A dispetto della pressoché totale assenza di documentazione e dell’esiguità dei resti superstiti, nell’area del ragusano e, più in generale, della Contea si dovette manifestare una significativa architettura tardogotica. Le cappelle che si ritrovano nella chiesa di Santa Maria delle Scale indicano la presenza di maestri che portano un linguaggio nuovo, collegato alle coeve esperienze di area catalana, e caratterizzate da una rigogliosa e raffinata decorazione scultorea. Questi apporti decorativi sembrano in realtà costituire un legame diretto con il gusto impresso dalle maestranze locali nel dopo terremoto.

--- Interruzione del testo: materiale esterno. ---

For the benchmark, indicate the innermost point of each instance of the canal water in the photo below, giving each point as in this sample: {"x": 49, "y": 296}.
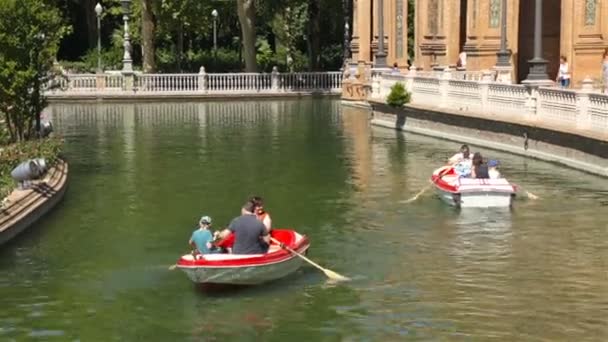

Le cappelle di Santa Maria delle Scale
Nelle raffigurazioni mostruose e grottesche presenti nelle cappelle è facile ritrovare possibili parallelismi con le iconografie in uso nel Settecento. Possiamo immaginare che le sculture tardogotiche continuassero per secoli a esercitare un fascino per committenti e maestri.
Foglie, mostri, colori
Le allegorie bizzarre e mostruose che si dipanano nelle cappelle della chiesa di Santa Maria delle Scale veicolano significati immediati: il peccato, l’eresia, gli inferi e i dannati e rientrano nel più vasto repertorio del tempo, dove raffigurazioni naturalistiche (fogliami, animali) si affiancano a esseri mostruosi. Le cappelle sono poi caratterizzate da una vivace policromia, da colori (rosso, blu, nero) che delineano superfici geometriche o raffigurazioni realistiche. Si tratta di una pratica che comportava la collaborazione tra artigiani con competenze diverse e che, nella maggior parte dei casi isolani, non è sopravvissuta.
Foglie, mostri, colori
L’uso del colore nelle superfici dell’architettura tardogotica rimane ancora un tema poco esplorato, da questo punto di vista, le cappelle di Ragusa costituiscono un esempio straordinario.
La Dormitio Virginis
Tra le cappelle della chiesa di Santa Maria delle Scale ne compare una di gusto diverso, con un fondale a bassorilievo rappresentante la Dormitio Virginis. Si tratta di un paliotto in terracotta, datato 1538, forse commissionato a Caltagirone, e la cui acquisizione e collocazione comportò la parziale demolizione di una cappella gotica, la definizione di un nuovo arco a tutto sesto che la inquadrava e di una copertura a crociera moderna, cioè senza costoloni. Si trattava di uno dei primi segnali del rinascimento negli Iblei.
La Dormitio Virginis
Quando la documentazione archivistica si fa più consistente, compaiono i nomi dei primi maestri coinvolti anche nella costruzione di volte (dammusi) in pietra da taglio. Nel primo Cinquecento, tra tutte, sembra emergere la bottega dei maestri Odierna che potrebbe essere agevolmente essere stata coinvolta nella cappella della Dormitio Virginis.
La chiesa di San Giorgio Vecchio
Nell’area più orientale di Ragusa Ibla sorgeva la chiesa madre dedicata a San Giorgio. La scelta dei nuovi conti di Modica, i Cabrera, di eleggere la chiesa di Ragusa come luogo di loro sepoltura dovette implicarne anche la ricostruzione. All’impresa dovettero partecipare, almeno inizialmente, maestri provenienti dal Levante iberico. Dell’edificio quattrocentesco sopravvive solo il portale principale carenato. La sua conformazione e decorazione rimanda a modelli utilizzati in precedenza a Barcellona.
La chiesa di San Giorgio Vecchio
Non tutti i portali tardogotici sono catalogabili come “catalani”. Una vasta serie (Modica Santa Maria di Gesù, Scicli Santa Maria della Croce, Vizzini San Gregorio) presenta, per esempio, caratteri che affondano le loro radici nel mondo castigliano. Le matrici del gotico locale sono iberiche ma non univoche.
La cona
Sul fondale della chiesa di San Giorgio si collocava un’opera grandiosa: un’altare con diciotto statue di santi, realizzato a partire dal 1573 da Antonino Gagini. Dell’opera sopravvivono ancora alcuni resti custoditi nella sagrestia e nel museo del duomo che, congiuntamente alla descrizione contenuta in un anonimo manoscritto seicentesco, permettono di fare una ricostruzione del suo assetto originario. All’interno di una cornice architettonica classista, articolata in un doppio registro di nove tabernacoli disposti all’interno dell’abside poligonale quattrocentesca, la cona ospitava nella nicchia centrale il patrono della città San Giorgio, che, in abiti contemporanei, guidava una parata di santi guerrieri.
La cona
La “cona”, costruita nel 1573, all’indomani di una devastante incursione turca che aveva interessato la costa, costituiva la pronta risposta della comunità all’offensiva pagana. Alla sua costruzione contribuì l’intera città: fu infatti finanziata con i proventi di una gabella civica.